In this thought-provoking and intriguing fantasy, set in a parallel world to our own, the reader must accompany the quasi-biblical figure of Joshua, as he slips easily and compellingly between different time-perspectives and across various continents. In so doing it becomes apparent that the wayfarer has embarked upon a strange, almost surreal odyssey, one in which he is challenged both existentially and spiritually.

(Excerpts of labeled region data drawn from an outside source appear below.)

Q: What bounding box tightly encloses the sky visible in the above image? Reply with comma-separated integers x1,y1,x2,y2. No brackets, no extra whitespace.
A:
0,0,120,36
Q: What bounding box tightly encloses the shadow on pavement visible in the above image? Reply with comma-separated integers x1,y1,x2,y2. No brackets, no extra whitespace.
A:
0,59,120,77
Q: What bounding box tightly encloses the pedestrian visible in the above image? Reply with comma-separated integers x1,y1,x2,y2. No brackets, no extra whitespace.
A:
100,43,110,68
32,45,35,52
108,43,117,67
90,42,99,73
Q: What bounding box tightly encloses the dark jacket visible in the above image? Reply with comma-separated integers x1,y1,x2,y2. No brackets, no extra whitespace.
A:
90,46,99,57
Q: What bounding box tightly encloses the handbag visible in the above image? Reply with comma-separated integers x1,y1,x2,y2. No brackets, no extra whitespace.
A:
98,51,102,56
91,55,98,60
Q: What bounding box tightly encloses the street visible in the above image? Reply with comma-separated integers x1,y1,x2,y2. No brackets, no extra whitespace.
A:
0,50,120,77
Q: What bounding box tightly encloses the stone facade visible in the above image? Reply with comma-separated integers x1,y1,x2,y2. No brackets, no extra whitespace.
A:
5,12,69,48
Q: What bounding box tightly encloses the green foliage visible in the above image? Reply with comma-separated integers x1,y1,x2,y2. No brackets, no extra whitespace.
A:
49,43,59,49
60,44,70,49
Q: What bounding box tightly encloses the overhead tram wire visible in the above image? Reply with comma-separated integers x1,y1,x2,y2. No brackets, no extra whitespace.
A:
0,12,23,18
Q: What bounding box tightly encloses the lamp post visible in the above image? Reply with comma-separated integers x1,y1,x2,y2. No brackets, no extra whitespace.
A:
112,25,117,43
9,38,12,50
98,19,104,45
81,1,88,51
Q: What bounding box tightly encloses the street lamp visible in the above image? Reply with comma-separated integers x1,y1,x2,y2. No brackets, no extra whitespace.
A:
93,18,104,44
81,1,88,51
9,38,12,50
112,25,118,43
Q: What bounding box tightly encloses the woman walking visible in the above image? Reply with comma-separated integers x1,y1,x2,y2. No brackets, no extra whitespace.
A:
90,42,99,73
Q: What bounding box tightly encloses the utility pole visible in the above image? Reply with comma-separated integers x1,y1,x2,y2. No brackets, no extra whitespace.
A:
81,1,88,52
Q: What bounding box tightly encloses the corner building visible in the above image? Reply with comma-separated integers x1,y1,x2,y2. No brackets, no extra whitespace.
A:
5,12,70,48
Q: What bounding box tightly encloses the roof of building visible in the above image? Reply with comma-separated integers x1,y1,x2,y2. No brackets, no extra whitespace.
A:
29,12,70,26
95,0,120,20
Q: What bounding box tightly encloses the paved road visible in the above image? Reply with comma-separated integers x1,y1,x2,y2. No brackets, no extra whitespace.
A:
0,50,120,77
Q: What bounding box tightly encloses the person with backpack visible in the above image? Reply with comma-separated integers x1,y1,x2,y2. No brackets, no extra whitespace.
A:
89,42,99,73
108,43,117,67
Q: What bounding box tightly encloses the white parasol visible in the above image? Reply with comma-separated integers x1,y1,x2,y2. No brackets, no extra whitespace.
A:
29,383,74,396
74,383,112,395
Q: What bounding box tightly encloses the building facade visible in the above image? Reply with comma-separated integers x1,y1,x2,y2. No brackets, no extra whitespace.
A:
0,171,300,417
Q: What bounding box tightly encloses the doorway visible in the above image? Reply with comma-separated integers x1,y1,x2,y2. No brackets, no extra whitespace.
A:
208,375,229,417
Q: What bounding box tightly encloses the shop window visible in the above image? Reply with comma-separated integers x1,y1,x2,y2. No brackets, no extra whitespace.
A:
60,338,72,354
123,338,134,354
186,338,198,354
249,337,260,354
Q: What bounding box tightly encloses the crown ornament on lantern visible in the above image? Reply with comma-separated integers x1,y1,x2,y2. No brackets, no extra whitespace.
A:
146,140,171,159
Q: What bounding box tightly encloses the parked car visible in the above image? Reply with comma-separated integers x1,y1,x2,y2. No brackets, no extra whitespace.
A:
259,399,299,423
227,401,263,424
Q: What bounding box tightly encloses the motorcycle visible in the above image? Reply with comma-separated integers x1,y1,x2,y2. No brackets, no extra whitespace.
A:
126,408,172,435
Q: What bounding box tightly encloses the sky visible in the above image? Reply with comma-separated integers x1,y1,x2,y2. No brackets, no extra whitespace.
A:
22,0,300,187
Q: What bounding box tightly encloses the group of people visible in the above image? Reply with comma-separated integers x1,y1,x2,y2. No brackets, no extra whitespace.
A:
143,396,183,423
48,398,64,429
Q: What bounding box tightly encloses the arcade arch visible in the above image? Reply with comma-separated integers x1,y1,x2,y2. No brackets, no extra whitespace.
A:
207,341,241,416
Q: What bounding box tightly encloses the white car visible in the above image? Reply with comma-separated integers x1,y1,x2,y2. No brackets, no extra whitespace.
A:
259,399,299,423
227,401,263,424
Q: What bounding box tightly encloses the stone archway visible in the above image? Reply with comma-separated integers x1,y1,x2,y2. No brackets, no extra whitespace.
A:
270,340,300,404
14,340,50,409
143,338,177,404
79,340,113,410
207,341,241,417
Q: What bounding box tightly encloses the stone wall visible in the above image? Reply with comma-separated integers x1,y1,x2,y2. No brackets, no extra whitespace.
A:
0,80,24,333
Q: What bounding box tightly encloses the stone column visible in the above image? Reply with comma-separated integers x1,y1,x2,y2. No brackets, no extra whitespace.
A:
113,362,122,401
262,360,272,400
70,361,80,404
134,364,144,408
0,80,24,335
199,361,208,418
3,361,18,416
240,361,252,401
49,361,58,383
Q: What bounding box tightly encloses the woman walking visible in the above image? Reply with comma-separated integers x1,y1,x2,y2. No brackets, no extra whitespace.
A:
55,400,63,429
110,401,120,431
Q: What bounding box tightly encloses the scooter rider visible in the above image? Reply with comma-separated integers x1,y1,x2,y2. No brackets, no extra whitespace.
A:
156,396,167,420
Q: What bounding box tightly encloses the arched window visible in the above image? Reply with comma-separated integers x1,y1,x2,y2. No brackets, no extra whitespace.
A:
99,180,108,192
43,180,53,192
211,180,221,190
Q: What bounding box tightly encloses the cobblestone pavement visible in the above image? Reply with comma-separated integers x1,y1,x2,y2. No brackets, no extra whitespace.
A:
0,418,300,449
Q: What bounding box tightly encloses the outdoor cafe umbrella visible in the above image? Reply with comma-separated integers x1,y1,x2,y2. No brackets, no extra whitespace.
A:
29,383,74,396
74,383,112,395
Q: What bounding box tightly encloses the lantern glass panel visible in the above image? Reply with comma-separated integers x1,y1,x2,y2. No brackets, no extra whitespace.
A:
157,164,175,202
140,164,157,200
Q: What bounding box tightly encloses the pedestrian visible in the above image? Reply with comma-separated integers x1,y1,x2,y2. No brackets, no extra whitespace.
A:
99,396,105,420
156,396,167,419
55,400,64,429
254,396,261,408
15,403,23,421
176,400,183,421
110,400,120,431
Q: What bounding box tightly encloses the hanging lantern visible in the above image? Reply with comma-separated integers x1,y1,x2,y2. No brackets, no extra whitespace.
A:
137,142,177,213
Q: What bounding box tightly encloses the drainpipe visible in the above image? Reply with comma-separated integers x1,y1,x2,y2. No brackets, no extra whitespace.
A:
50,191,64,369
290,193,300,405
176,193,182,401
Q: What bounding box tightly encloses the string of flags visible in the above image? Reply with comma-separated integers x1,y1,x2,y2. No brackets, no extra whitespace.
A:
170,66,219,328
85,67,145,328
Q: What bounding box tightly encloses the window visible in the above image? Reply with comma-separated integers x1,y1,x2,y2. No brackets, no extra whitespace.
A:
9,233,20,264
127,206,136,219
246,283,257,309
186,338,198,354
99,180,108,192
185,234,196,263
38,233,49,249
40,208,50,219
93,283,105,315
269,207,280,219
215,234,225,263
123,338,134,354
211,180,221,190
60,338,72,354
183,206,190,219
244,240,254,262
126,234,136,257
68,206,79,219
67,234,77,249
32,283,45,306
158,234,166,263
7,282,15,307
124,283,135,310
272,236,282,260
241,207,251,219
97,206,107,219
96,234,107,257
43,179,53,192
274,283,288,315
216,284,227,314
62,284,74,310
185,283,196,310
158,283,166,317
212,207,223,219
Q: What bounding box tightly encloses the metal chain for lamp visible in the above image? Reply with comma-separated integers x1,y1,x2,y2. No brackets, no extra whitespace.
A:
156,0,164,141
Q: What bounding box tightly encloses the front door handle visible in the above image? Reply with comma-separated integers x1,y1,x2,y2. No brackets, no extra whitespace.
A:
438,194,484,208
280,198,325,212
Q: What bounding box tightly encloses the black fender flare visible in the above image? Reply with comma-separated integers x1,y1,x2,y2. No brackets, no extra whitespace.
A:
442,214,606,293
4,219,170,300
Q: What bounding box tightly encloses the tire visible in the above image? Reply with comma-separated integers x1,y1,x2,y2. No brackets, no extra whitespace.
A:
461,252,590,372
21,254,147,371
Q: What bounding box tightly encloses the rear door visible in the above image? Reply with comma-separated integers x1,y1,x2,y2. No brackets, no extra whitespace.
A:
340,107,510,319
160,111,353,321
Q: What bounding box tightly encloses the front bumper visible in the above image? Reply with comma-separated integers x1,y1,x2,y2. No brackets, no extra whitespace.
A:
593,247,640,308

In encounters with a colourful spectrum of characters the protagonist is repeatedly obliged to defend not only his faith in God, but also his personal hopes that a life after death be both justified and congruent with reality. At times his journey is illumined, at other times made fraught, by the possibilities and limitations alike of friendship and love. Moreover, he is obliged to encounter a variety of individuals who confront him with their own locales and ways of life: not least, an alien people for whom his personal philosophy of life is neither apt nor necessary. Ageing all the while, he experiences dimensions akin to our own, whether it be a busy metropolis, a rural backwater, or, for that matter, an old people's home.
Reading occasionally like an allegory or parable, this is a story which will interest all who are dissatisfied with secularity and who search for a deeper meaning to complement and make more purposeful their lives. It is a work to which the reader may return to engage with favourite episodes, or again with the protagonist's journey taken as a whole.